Intuitive, user-friendly features, and the latest visual trends can lead to a unique design strategy.
You probably don’t want it ever to get to the point where you lose customers because of a poor, outdated design, so it’s still useful to keep on top of design trends before this happens.
4. Data-driven decision-making
Data-driven product management helps product managers use the right data, uncover insights, and, ultimately, build a successful product.
I see increased attention on data governance with a focus on privacy and security. This is because we’re now working with a larger volume of data than ever before and the need for personalization through AI (Artificial Intelligence). For this reason, there is a significant rise in modern data management platforms, and product ops functions are widely spreading.
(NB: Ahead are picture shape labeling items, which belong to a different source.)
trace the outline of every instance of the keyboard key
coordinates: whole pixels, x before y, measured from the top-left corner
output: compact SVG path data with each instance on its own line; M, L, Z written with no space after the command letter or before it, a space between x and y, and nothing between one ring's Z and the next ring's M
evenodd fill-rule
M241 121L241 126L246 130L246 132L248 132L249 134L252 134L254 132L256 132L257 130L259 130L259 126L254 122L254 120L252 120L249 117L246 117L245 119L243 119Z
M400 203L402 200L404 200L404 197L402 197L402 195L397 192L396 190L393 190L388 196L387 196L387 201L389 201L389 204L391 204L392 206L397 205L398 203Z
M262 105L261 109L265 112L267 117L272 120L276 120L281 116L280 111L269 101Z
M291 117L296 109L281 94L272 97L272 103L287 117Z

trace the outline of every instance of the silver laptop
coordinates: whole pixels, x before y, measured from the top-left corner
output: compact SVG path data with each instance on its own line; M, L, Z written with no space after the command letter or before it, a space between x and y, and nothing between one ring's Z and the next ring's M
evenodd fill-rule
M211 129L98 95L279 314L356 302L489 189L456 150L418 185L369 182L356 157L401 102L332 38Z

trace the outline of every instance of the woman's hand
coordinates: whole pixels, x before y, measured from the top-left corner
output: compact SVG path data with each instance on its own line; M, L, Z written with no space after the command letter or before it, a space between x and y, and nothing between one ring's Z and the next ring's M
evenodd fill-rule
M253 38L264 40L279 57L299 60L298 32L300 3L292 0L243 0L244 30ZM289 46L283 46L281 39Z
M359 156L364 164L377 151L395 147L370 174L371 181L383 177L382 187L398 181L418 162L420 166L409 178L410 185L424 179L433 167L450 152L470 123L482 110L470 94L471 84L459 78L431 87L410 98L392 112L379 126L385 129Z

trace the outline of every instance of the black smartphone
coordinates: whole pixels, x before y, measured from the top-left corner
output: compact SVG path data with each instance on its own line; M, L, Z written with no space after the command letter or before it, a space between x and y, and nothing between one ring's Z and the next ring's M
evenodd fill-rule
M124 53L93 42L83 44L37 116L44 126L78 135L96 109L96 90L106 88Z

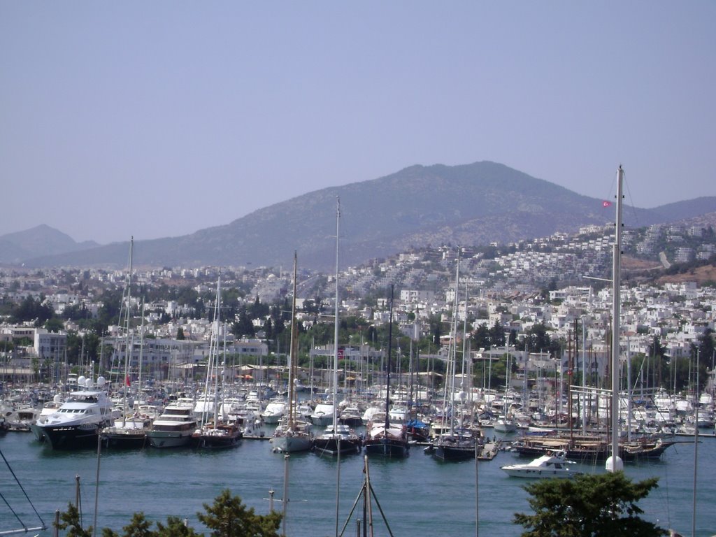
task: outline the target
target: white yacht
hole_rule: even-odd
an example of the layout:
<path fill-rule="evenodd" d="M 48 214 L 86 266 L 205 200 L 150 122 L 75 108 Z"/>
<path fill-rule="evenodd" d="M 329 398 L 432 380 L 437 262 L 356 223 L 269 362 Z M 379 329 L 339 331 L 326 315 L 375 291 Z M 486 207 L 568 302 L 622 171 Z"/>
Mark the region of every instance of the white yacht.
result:
<path fill-rule="evenodd" d="M 514 478 L 572 478 L 579 475 L 579 472 L 569 468 L 569 465 L 575 463 L 567 460 L 566 457 L 566 451 L 548 451 L 530 463 L 511 464 L 502 466 L 501 469 Z"/>
<path fill-rule="evenodd" d="M 105 386 L 105 377 L 100 377 L 97 387 L 92 379 L 77 379 L 79 390 L 72 392 L 57 410 L 37 423 L 47 442 L 54 450 L 74 450 L 96 447 L 100 432 L 112 425 L 112 403 Z M 40 436 L 39 435 L 39 436 Z"/>
<path fill-rule="evenodd" d="M 276 425 L 286 415 L 288 412 L 288 403 L 286 400 L 277 399 L 269 402 L 261 412 L 263 422 L 268 425 Z"/>
<path fill-rule="evenodd" d="M 161 415 L 147 431 L 147 440 L 153 448 L 178 448 L 187 445 L 196 430 L 194 402 L 180 397 L 168 405 Z"/>

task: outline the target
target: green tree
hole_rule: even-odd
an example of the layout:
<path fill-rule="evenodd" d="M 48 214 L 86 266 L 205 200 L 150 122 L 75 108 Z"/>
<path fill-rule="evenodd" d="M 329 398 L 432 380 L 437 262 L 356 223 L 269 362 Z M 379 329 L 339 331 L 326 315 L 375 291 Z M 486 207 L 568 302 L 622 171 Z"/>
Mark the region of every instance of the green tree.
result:
<path fill-rule="evenodd" d="M 86 530 L 82 528 L 79 510 L 72 503 L 67 505 L 67 511 L 60 514 L 57 526 L 58 529 L 67 531 L 67 537 L 92 537 L 92 526 Z"/>
<path fill-rule="evenodd" d="M 490 329 L 485 323 L 482 323 L 475 329 L 473 334 L 473 347 L 474 349 L 490 348 Z"/>
<path fill-rule="evenodd" d="M 178 516 L 168 516 L 167 525 L 157 523 L 156 537 L 198 537 L 200 535 L 188 526 Z"/>
<path fill-rule="evenodd" d="M 632 483 L 623 472 L 549 479 L 525 485 L 533 515 L 516 513 L 522 537 L 654 537 L 667 531 L 643 520 L 637 502 L 657 486 Z"/>
<path fill-rule="evenodd" d="M 198 513 L 199 520 L 212 530 L 212 537 L 278 537 L 281 516 L 279 513 L 256 515 L 238 496 L 228 489 L 222 492 L 209 505 L 203 504 L 205 514 Z"/>

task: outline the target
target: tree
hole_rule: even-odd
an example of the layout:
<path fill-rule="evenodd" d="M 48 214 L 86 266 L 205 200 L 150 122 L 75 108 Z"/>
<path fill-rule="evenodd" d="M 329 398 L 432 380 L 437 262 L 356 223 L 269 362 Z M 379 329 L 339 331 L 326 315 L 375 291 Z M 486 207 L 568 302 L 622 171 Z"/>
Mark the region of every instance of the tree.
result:
<path fill-rule="evenodd" d="M 72 503 L 67 505 L 67 511 L 60 515 L 57 528 L 67 530 L 67 537 L 92 537 L 92 526 L 86 530 L 82 528 L 79 510 Z"/>
<path fill-rule="evenodd" d="M 280 513 L 256 515 L 238 496 L 232 496 L 227 489 L 214 499 L 212 505 L 203 504 L 205 513 L 197 513 L 199 521 L 210 530 L 211 537 L 279 537 L 282 516 Z M 62 513 L 57 527 L 67 530 L 65 537 L 92 537 L 92 526 L 83 529 L 77 508 L 70 503 Z M 143 513 L 135 513 L 122 533 L 105 528 L 102 537 L 202 537 L 202 533 L 184 525 L 178 516 L 167 517 L 166 525 L 157 522 L 157 530 Z"/>
<path fill-rule="evenodd" d="M 473 334 L 473 344 L 475 349 L 489 349 L 490 329 L 485 323 L 482 323 L 478 326 Z"/>
<path fill-rule="evenodd" d="M 198 513 L 199 520 L 211 530 L 212 537 L 278 537 L 281 516 L 273 512 L 256 515 L 247 508 L 238 496 L 228 489 L 214 500 L 213 505 L 203 504 L 206 513 Z"/>
<path fill-rule="evenodd" d="M 657 486 L 652 478 L 632 483 L 623 472 L 549 479 L 527 485 L 533 515 L 516 513 L 522 537 L 653 537 L 667 531 L 642 519 L 636 503 Z"/>

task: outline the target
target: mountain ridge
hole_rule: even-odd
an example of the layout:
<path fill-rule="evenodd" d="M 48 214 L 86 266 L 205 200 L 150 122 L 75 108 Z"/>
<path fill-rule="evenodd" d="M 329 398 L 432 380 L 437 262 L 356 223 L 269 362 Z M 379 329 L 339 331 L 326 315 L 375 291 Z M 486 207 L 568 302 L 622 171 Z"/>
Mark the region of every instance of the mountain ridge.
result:
<path fill-rule="evenodd" d="M 268 205 L 229 223 L 179 237 L 135 241 L 135 263 L 155 266 L 290 264 L 327 270 L 335 263 L 335 207 L 341 199 L 343 265 L 412 246 L 511 242 L 614 222 L 602 200 L 483 161 L 414 165 L 388 175 L 328 187 Z M 633 227 L 674 221 L 716 207 L 716 197 L 654 209 L 625 208 Z M 0 243 L 7 236 L 0 237 Z M 128 241 L 24 261 L 31 266 L 126 265 Z M 0 256 L 0 261 L 4 261 Z"/>

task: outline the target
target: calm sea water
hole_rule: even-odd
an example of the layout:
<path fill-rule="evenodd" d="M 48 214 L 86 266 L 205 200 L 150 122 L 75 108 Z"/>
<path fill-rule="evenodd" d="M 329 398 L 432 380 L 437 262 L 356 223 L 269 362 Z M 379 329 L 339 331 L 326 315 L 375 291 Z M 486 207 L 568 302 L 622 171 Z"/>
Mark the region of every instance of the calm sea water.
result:
<path fill-rule="evenodd" d="M 700 537 L 716 534 L 716 440 L 702 438 L 698 448 L 697 531 Z M 0 437 L 0 450 L 9 462 L 25 492 L 46 524 L 52 526 L 55 510 L 64 511 L 75 495 L 75 476 L 80 476 L 82 511 L 85 526 L 93 522 L 95 501 L 96 452 L 52 451 L 37 443 L 32 435 L 8 433 Z M 640 503 L 644 518 L 664 528 L 691 535 L 694 446 L 677 444 L 659 461 L 629 463 L 632 479 L 659 478 L 659 487 Z M 509 478 L 500 467 L 517 458 L 500 453 L 491 462 L 479 463 L 475 480 L 474 460 L 445 463 L 411 450 L 405 460 L 369 462 L 371 484 L 395 536 L 475 536 L 475 503 L 479 498 L 479 534 L 491 537 L 518 536 L 521 526 L 512 523 L 516 512 L 529 513 L 525 481 Z M 522 462 L 525 462 L 523 460 Z M 28 526 L 38 526 L 37 517 L 14 484 L 4 464 L 0 468 L 3 496 Z M 362 455 L 342 459 L 339 527 L 348 520 L 344 535 L 356 534 L 359 504 L 349 518 L 362 486 Z M 286 468 L 287 467 L 287 468 Z M 581 471 L 604 472 L 601 465 Z M 337 463 L 313 453 L 292 454 L 286 465 L 284 455 L 271 452 L 267 441 L 244 440 L 238 448 L 222 451 L 192 450 L 109 451 L 100 460 L 97 526 L 120 530 L 132 513 L 143 511 L 151 520 L 165 521 L 169 515 L 188 520 L 205 531 L 196 513 L 211 503 L 223 489 L 239 495 L 258 513 L 268 511 L 269 490 L 275 490 L 275 508 L 284 496 L 284 475 L 289 475 L 289 503 L 286 521 L 291 537 L 332 536 L 336 526 Z M 476 486 L 477 485 L 477 486 Z M 478 491 L 476 496 L 475 491 Z M 379 510 L 373 508 L 376 535 L 387 535 Z M 0 531 L 19 527 L 3 503 Z M 100 534 L 100 532 L 97 532 Z M 52 531 L 41 533 L 49 536 Z"/>

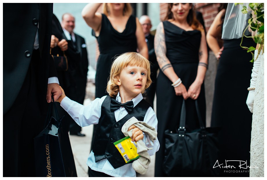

Data-driven decision-making enables businesses to generate real-time insights and predictions to optimize their performance.
Through this, they can test the success of different strategies and make informed business decisions for sustainable growth.
AI-based analytics are used widely in corporate evidence-based decision-making processes. Product managers have started to understand the importance of data-driven development and are taking advantage of it. This is done using AI predictive behavior data by offering a personalized user experience.
Apart from the above trends, there are a few more factors that any product manager must consider, like:
- Customer acquisition and retention
- Usage of Low or No Code platforms as much as possible
Though these trends are very important for a product manager to consider, the degree of impact may vary from case to case. Hence, a product manager should diligently analyze all of these factors to identify the most critical ones for their product and act upon them accordingly. Some trends will fade, and if you’ve skipped the trend entirely, nobody will care. So, before you decide to pay attention to a trend, I’d suggest that there are a few questions worth asking yourself.
- Impact on the domain: Is my domain impacted due to this trend, or could it impact in the future?
- Competitive threats: Are my competitors adapting these trends and benefiting from them?
- Impact on existing customer base: Are my existing customers impacted by these trends in some way or another? Can they switch to another competitor if I don’t adapt to these trends?
- Impact on potential customers: Will I lose any of my future potential customers if I don’t adapt to these trends?
If the trend scores high against these criteria, it’s worth revisiting your strategy to understand how you can adapt to the trend that matters. If not, it might be best to sit it out and wait to see what happens next.
But if things do move quickly and you want to adapt to the new trend, you’ll need to ensure you’re not too late to the party. Better still, why not challenge your team to create new trends of your own?